We share Lindley’s experience. In fact, we have studied Jeffreys’s work for many years, and we have reread Theory of Probability several times over. Only recently did it dawn on us that the paradox was a central element of Jeffreys’s statistical philosophy on hypothesis testing. We cannot offer a compelling explanation for why this was so difficult for us to see at first.

It is certainly the case that Jeffreys underplayed the differences between p values and Bayes factors from a pragmatic point of view. For instance, Jeffreys stated that “The rule that a difference becomes significant at about two or three times its standard error is therefore about right for ordinary numbers of observations.” (Jeffreys 1935, p. 213) and “Thus even though P tests sometimes theoretically assert \(\sim \! q\) when the number of observations is large and my tests support q, the occasions will be extremely rare.” (Jeffreys 1939, p. 360, echoed in Jeffreys 1961, p. 435). Moreover, Jeffreys felt that in such cases the data often indicate model misspecification, in the sense that both the null hypothesis and the alternative hypothesis are found wanting, and a closer consideration of the data may suggest a third alternative (e.g., Jeffreys 1938d, p. 310; Jeffreys 1961, p. 436).

Jeffreys’s assessment of the p value as “about right for ordinary numbers of observations” conflicts with the assessment of later Bayesians (e.g., Berger and Delampady 1987; Edwards 1965; Edwards et al. 1963; Sellke et al. 2001), who have argued that p values just below 0.05 do not constitute compelling evidence against \({\mathcal {H}}_0\). Jeffreys’s relatively mild assessment is due to the fact that he calibrated \(p=0.05\) to \(\text {BF}_{10}=1\). However, it may be argued that in order to “reject” the null hypothesis we need strong evidence, or at least not evidence that is “hardly worth mentioning” (when \(1< \text {BF}_{10} < 3\); Jeffreys 1939, p. 357). In addition, few researchers will consider a p value of exactly 0.05 as the point where they believe the data to be entirely uninformative. Would Jeffreys have endorsed the recent proposal to reduce the significance level for new discoveries from \(\alpha =0.05\) to \(\alpha =0.005\) (Benjamin et al. 2018)? We believe he would have had reservations. Although the proposal was motivated in part by Bayesian insights that originate from Jeffreys himself, the stricter \(\alpha \) level still entails a threshold that is a constant multiple of the standard error and omits the crucial \(\sqrt{n}\) term. Moreover, endorsing the \(\alpha =0.005\) proposal would mean an implicit admission that his repeated reassurances concerning the use of \(\alpha =0.05\) as “about right” were in fact wrong.

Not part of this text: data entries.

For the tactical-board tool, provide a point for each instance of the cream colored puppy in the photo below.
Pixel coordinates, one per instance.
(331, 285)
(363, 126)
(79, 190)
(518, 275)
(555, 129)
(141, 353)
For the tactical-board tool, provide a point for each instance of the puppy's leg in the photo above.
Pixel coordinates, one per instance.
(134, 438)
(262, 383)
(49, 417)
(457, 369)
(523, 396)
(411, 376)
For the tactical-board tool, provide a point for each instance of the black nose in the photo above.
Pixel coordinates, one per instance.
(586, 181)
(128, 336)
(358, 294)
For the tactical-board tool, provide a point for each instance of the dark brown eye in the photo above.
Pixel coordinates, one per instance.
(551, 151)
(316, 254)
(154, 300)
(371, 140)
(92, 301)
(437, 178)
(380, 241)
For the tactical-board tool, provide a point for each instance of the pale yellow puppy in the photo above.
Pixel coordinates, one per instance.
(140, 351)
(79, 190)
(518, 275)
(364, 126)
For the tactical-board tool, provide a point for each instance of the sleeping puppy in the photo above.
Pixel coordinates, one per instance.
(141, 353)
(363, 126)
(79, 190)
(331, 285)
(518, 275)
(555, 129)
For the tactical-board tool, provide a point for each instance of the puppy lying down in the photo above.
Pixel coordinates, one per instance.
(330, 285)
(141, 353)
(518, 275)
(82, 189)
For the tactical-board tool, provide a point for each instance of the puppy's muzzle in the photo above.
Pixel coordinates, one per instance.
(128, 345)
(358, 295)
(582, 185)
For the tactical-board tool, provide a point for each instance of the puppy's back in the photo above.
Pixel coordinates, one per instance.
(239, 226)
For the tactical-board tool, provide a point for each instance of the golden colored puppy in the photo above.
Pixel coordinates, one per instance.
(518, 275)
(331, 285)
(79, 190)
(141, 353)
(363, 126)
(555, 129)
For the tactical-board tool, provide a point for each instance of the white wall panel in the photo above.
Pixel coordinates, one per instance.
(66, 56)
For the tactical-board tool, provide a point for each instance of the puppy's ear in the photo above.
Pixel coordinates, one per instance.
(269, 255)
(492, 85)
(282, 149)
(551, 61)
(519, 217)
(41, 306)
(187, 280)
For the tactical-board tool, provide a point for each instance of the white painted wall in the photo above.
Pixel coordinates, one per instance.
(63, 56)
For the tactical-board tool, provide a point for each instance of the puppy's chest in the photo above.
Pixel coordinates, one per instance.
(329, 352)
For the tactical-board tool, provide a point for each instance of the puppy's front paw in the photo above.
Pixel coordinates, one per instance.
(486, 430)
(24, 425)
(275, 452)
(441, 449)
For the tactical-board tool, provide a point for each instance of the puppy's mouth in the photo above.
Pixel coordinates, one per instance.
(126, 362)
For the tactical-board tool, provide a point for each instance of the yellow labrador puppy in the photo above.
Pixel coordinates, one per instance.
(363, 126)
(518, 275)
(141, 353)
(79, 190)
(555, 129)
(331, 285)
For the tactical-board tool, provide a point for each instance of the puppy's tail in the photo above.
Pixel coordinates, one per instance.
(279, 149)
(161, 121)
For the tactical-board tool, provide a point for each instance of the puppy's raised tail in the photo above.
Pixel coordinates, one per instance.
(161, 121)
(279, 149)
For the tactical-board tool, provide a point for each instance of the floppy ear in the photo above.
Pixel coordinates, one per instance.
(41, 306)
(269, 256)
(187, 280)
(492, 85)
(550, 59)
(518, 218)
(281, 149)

A thorough understanding of the Jeffreys–Lindley paradox remains critically important for the assessment of statistical methodology, both old and new. Ultimately, the paradox may even bring about some reconciliation between the Bayesian and the frequentist frameworks—in particular, the paradox may motivate frequentists to explore procedures that minimize the weighted sum of \(\alpha \) and \(\beta \), which ought to yield conclusions similar to those obtained with Jeffreys’s Bayesian tests (cf. Lindley 1953; Pericchi and Pereira 2016). We believe this manuscript provides some new historical and conceptual background to the Jeffreys–Lindley paradox, and we hope that this will be useful for statistical theory as well as statistical practice.